Tutti queste politiche sono espressione, secondo l’economista ticinese, dell’intento, da parte dell’Italia, “di tenere in patria la sua manodopera, dal momento che non può agire sul piano internazionale” in una materia appena regolata da un accordo bilaterale. Ma lo sta facendo sulla pelle della manodopera. “Roma fa i suoi interessi – precisa – ma a pagarne lo scotto alla fine saranno i lavoratori e le lavoratrici”.

Dal punto di vista elvetico i citati inasprimenti tributari a carico dei frontalieri e delle frontaliere possono avere anche degli effetti positivi, segnala Amalia Mirante, ma non tanto per le casse cantonali, come si argomenta spesso in queste settimane. “Questi aumenti di imposte che colpiscono i redditi dovrebbero spingere i salari verso l’alto e questo non è un male per il Ticino”, cantone in cui notoriamente gli stipendi sono costantemente sotto pressione e sperequati rispetto al resto della Confederazione.

Una nuova minaccia

Intanto sullo sfondo si sta concretizzando una nuova minaccia: esperti e partiti politici ticinesi (Lega e Centro) stanno infatti insistendo per sopprimere le deduzioni (generali e sociali) dalle imposte alla fonte dei (nuovi) frontalieri e chiedono al Governo cantonale di verificare l’eventuale compatibilità della proposta con il diritto (internazionale) vigente.

“Vedremo come andrà a finire”, osserva Matteo Mandressi in merito a un provvedimento che a suo giudizio sarebbe l’ennesimo intervento sulle condizioni salariali di una categoria di manodopera che subisce una discriminazione a livello retributivo nei confronti delle e dei residenti.

“Sta convergendo tutta una serie di situazioni che penalizzano un segmento del mondo del lavoro e che ha attori diversi – Governo italiano e autorità svizzere – e che non possono non suscitare perplessità”, sostiene il sindacalista lariano, che lamenta il fatto che su queste questioni non siano state consultate, come promesso, le parti sociali.
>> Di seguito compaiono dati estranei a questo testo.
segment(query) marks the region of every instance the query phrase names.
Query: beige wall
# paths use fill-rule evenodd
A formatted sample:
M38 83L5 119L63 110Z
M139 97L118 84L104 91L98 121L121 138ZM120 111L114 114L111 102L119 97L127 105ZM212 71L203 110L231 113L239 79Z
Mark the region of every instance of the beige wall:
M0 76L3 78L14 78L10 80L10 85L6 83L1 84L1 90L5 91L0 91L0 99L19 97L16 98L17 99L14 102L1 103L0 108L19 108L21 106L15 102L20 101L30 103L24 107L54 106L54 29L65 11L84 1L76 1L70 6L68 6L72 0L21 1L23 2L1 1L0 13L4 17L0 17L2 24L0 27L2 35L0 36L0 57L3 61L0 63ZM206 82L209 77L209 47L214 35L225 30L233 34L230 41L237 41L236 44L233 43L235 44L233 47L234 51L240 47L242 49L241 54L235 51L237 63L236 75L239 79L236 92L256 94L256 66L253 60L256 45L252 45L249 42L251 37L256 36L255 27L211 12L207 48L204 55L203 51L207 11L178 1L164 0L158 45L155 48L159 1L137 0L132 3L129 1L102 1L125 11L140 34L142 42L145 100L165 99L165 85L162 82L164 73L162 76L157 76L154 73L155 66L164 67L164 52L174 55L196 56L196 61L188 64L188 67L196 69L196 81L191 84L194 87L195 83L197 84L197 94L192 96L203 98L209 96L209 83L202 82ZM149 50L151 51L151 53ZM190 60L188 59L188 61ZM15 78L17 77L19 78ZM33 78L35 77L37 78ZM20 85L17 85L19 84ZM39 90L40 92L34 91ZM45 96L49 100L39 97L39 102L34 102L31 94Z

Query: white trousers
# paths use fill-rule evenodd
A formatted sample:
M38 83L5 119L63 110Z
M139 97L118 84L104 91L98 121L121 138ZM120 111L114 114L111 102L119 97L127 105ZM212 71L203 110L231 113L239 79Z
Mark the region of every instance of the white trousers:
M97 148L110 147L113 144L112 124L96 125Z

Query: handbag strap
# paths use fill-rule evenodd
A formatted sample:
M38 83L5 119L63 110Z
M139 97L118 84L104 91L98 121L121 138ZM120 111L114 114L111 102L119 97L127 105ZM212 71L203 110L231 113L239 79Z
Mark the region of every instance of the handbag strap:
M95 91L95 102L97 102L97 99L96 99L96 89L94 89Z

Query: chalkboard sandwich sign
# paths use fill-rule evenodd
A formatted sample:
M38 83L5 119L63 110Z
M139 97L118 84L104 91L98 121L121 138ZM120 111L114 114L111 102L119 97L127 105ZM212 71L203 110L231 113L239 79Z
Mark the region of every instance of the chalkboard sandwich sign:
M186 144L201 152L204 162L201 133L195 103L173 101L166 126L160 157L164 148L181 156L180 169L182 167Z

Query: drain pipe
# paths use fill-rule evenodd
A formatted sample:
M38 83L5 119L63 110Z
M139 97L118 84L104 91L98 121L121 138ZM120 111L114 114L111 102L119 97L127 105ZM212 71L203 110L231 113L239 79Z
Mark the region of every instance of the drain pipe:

Stiamo effettuando approfondimenti giuridici sulla legittimità dei provvedimenti presi da Roma, aggiunge, ma “sulle disposizioni di competenza elvetica non abbiamo modo di agire direttamente”. Va comunque avanti, nel quadro del Comitato sindacale interregionale (CGIL, CISL, UIL, UNIA, OCST), il confronto per coordinare le azioni ai due lati della frontiera. Più in generale però, conclude Matteo Mandressi, è divenuto indifferibile un dibattito serio sulla valenza economica e sociale del frontalierato, per poi apportare gli eventuali correttivi agli accordi sottoscritti.